【コラム】130年前の袁世凱を思い出した理由

 

 このため学界では、清が西欧の帝国をまねて、朝鮮を「二流の帝国主義」の実験対象にしたと分析している。一日も早く富国強兵を実現し、植民地に転落する危険から抜け出さなければならなかった朝鮮の立場からすると、袁世凱は近代国家建設の足を引っ張った「元凶」だった。



 思い出したくもない130年前の袁世凱の行いを振り返った理由は、少し前に邱国洪・駐韓中国大使が行った「非外交的暴言」のせいだ。邱大使は、終末段階・高高度防空ミサイル(THAAD)が韓半島(朝鮮半島)に配備されたら韓中関係が破壊されかねない、と脅迫した。外交的修辞をことごとく無視して「両国関係の破壊」を直接口にした邱大使の発言は、旧韓末の袁世凱の傲慢(ごうまん)さを思い起こさせるほど衝撃的だった。

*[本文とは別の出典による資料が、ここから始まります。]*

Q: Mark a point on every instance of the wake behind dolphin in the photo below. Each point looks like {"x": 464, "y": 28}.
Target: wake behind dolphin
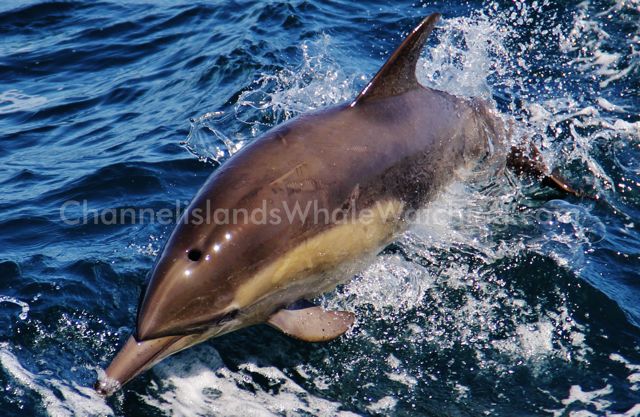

 もちろん、袁世凱の内政干渉は、邱国洪大使の無礼とは比較にならないほど直接的かつ野蛮なものだった。袁世凱のやったことは、「上品に」警告する程度では済まなかった。直接軍隊を動員して高宗を廃位しようとして、朝鮮の上に君臨した。はっきりしているのは、邱大使の「暴言」のようなものが繰り返されると、韓国国民は条件反射的に旧韓末の袁世凱を思い出してしまう、ということだ。中国の武大偉・韓半島事務特別代表は、今月初めに訪韓して「韓中協力」を強調し、韓国人の不愉快な心情を「慰め」たが、こういうことが繰り返されると、韓中関係に深刻な亀裂が生ずるだろう。「戦略的協力パートナー」という韓中関係が内実を備えるためには、少なくとも、こうした敗着はなくさなければならない。